By Miss Kubelik
One of the best books we've ever read is When the Cheering Stopped, by Gene Smith, about the final decade of Woodrow Wilson's life.
Smith chronicled Wilson's second marriage to Edith Bolling Galt, his triumphant visit to Europe to forge peace after World War I, and the shattering stroke that he suffered 100 years ago next month as he campaigned across the country for America's entry into the League of Nations. It was the stuff of novels, and it read like one.
Smith makes it clear just how much the White House deceived Congress and the American people about Wilson's physical condition from late 1919 until the end of his term. Did Edith Wilson essentially play President? Yes, when circumstances warranted, but what she mostly did was fiercely protect her husband. Nobody, especially Wilson's enemies, could know how disabled he was and interfere with his recovery.

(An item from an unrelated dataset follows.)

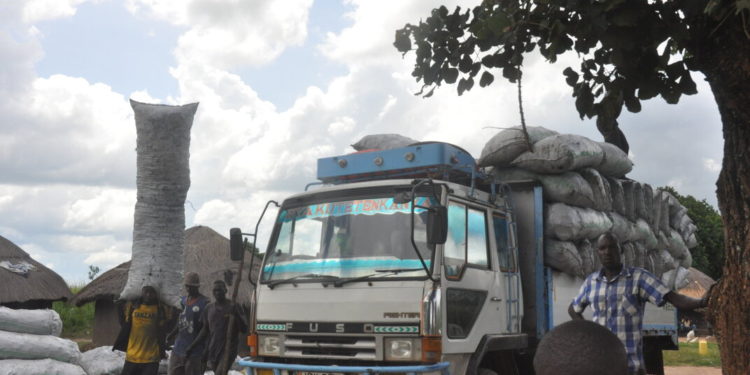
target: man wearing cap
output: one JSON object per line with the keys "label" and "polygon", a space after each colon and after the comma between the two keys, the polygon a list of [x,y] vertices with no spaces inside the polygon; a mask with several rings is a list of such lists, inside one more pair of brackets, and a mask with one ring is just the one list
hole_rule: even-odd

More recently, the acolytes surrounding Ronald Reagan in his not-great second term surely helped conceal his advancing Alzheimer's. But we'll probably have to wait for another historian — hopefully with the writing talent of Gene Smith — to ferret out the details and set it down. More time will have to pass in which the concealers will feel willing to talk. (Maybe soon, though, now that Nancy is dead.)
Which leaves us with Benedict Donald. He's given this #Sharpiegate story legs for days now. But we're not sure what it's about. Does he have syphilis? Dementia? Or does he just live in a demented world?
Whatever the answer, this White House has been concealing more nefariousness than the amount of ice that's melted in the Arctic. And it's got to be far scarier than Edith Wilson signing Woodrow's name to a few letters. Assuming the Trump nightmare will ever end — and we're cautiously confident it will — the stories we'll hear in the decades to come will stand all our hairs on end. We cats HISS.